Riddoch is familiar with the team and the stadium because he worked as the minor-league defensive coordinator and as a sort of “managing mentor” in the Rangers’ organization.
He doesn’t sugarcoat the fact that there isn’t a lot he can do in a week to get this group in game shape, especially since some of them were stepping on the field for the first time as members of the Texas Rangers organization after being drafted last week.
“You just piece it together for a couple weeks as they arrive,” Riddoch said. “You do lots of work as you try to orientate players as they come in. That’s why you’re probably not going to get the team you’re going to see until six weeks before the end of the season. The first six weeks will be a constant transition.”
Spokane’s first taste of the minor-league transition came early, as left-handed pitcher Ivan Ramirez showed up in Spokane yesterday, only to find out he was getting promoted to the long-season single-A Bakersfield Blaze.
For those who will stick around Spokane, it was nice just to get in and get the season going.
“It’s like during the draft, worrying about where I’m going to go, how much money and all that kind of stuff, and now that that’s over with, you can put it all behind you and just go out and play the game,” said outfielder Steve Murphy, picked in the 14th round this year out of Kansas State, and the highest draft pick this year to report to Spokane so far.
“You’re getting paid to play a game that everyone out here loves and you can’t ask for anything more.”
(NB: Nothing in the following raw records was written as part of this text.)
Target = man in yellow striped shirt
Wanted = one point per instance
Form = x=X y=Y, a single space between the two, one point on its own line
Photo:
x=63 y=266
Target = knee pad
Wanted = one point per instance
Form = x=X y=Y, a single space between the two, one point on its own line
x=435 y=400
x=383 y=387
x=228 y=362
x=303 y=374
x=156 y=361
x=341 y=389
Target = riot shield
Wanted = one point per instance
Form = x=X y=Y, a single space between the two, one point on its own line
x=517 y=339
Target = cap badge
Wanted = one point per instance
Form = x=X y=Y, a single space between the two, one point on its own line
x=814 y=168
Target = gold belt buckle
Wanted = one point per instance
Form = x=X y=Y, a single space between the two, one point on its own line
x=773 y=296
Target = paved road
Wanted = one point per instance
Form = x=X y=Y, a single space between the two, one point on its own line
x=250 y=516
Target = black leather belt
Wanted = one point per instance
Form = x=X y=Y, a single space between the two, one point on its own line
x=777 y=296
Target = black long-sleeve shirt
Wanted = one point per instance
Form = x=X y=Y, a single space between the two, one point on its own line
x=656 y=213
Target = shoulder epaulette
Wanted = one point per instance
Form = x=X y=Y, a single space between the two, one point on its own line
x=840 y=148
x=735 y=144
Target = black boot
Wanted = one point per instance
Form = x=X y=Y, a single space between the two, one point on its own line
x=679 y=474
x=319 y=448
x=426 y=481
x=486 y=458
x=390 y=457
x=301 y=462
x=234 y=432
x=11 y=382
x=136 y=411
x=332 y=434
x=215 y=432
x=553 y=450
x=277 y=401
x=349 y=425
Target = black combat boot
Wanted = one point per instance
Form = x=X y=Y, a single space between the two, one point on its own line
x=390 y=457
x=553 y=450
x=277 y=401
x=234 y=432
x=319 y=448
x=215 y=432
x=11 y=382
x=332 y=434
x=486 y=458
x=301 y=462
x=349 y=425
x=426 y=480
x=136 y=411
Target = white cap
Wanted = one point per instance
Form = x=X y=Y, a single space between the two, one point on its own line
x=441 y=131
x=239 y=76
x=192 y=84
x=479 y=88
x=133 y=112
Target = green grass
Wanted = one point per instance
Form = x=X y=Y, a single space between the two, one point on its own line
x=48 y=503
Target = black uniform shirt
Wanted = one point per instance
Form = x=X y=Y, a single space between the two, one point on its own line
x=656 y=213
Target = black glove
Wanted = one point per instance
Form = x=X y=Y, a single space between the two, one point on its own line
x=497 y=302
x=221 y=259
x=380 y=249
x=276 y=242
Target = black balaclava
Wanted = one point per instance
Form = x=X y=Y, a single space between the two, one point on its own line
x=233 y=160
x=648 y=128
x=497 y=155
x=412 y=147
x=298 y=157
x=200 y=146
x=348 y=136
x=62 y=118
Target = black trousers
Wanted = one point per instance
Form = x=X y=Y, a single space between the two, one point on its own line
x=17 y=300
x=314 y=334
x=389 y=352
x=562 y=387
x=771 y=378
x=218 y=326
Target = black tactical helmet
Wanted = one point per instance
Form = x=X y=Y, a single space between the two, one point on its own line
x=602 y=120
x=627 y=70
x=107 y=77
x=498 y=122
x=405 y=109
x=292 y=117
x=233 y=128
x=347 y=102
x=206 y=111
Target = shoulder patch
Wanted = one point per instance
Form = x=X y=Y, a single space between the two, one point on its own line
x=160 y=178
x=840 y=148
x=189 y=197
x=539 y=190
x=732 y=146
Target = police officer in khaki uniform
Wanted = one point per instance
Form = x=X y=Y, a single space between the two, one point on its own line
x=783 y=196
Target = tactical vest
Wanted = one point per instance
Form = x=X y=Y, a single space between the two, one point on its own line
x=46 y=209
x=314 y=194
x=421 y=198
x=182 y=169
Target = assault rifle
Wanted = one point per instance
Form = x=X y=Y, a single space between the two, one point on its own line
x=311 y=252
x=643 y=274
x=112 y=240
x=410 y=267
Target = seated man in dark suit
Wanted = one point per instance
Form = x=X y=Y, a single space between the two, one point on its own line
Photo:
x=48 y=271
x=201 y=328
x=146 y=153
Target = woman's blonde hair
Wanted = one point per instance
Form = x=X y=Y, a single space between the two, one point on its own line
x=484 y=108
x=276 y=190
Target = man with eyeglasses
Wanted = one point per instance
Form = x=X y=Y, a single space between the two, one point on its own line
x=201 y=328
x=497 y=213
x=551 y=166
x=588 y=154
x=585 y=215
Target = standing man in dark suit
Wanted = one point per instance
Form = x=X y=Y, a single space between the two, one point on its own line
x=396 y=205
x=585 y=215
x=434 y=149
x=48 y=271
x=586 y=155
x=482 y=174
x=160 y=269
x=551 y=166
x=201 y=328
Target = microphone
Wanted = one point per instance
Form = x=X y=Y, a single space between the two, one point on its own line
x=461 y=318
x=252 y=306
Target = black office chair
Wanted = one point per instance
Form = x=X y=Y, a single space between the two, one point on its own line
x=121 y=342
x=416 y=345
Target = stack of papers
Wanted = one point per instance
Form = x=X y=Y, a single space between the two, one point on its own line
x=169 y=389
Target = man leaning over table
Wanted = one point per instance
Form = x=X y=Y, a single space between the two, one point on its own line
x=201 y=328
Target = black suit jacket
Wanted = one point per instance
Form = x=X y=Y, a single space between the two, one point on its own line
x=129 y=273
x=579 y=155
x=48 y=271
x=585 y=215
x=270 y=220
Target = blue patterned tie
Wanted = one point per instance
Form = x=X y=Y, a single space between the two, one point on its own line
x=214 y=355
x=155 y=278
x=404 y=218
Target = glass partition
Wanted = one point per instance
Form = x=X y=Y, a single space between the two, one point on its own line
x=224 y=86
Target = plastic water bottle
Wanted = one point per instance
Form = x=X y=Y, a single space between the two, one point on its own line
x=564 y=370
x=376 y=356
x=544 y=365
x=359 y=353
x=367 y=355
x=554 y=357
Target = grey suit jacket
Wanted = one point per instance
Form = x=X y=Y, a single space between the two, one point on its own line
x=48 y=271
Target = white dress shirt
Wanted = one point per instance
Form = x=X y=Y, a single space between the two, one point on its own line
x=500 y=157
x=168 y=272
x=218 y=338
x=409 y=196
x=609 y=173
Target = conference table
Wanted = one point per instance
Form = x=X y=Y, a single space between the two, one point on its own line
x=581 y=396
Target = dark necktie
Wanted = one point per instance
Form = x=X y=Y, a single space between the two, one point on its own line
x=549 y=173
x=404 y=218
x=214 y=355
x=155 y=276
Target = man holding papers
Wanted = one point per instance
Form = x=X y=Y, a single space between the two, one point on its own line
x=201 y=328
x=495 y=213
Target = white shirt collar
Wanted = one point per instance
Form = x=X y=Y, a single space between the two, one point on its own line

The players also appreciate the coaching they’ll get from Riddoch, who managed the Padres from 1990-92, and 11-year MLB veteran and new hitting coach Mark Whiten, who threw batting practice. The Indians’ pitching coach, Glenn Abbott, won 62 major league games during an 11-year career.
“The staff, the history they’ve got in Major League Baseball, you really can’t beat it at this level,” Murphy said. “To get that kind of caliber coaching, it’s incredible.”
“It’s a huge advantage,” said right-handed pitcher Tom Van Buskirk, a 40th-round pick this year out of Santa Clara. “Their main goal is to get us prepared and to get us ready to play as long as we want to play, so hopefully with the experience factor all of us can grow and go as far as we can possibly go.”
At first glance, Riddoch sees the team as being a little on the young side, but of course that may be subject to change.
“This is a college-age league, and we’ve got a kid at shortstop who’s 19 and our third baseman’s only in his second year, he’s 19,” Riddoch said. “They drafted several high school kids and some college kids who are not signed yet. The true makeup of our team, you won’t see until maybe July 15. We have one guy signed within the top 15 draft picks, I think, so what we start with we will be changing constantly.”
But, Riddoch understands, they’ve got to win despite all the changing and uncertainty.
“We’re just going to stay patient and be positive,” Riddoch said. “If you can stay around .500 until July, until you have your team together and you can do some things, like we’ve done the last two years, things come to fruition a little bit.”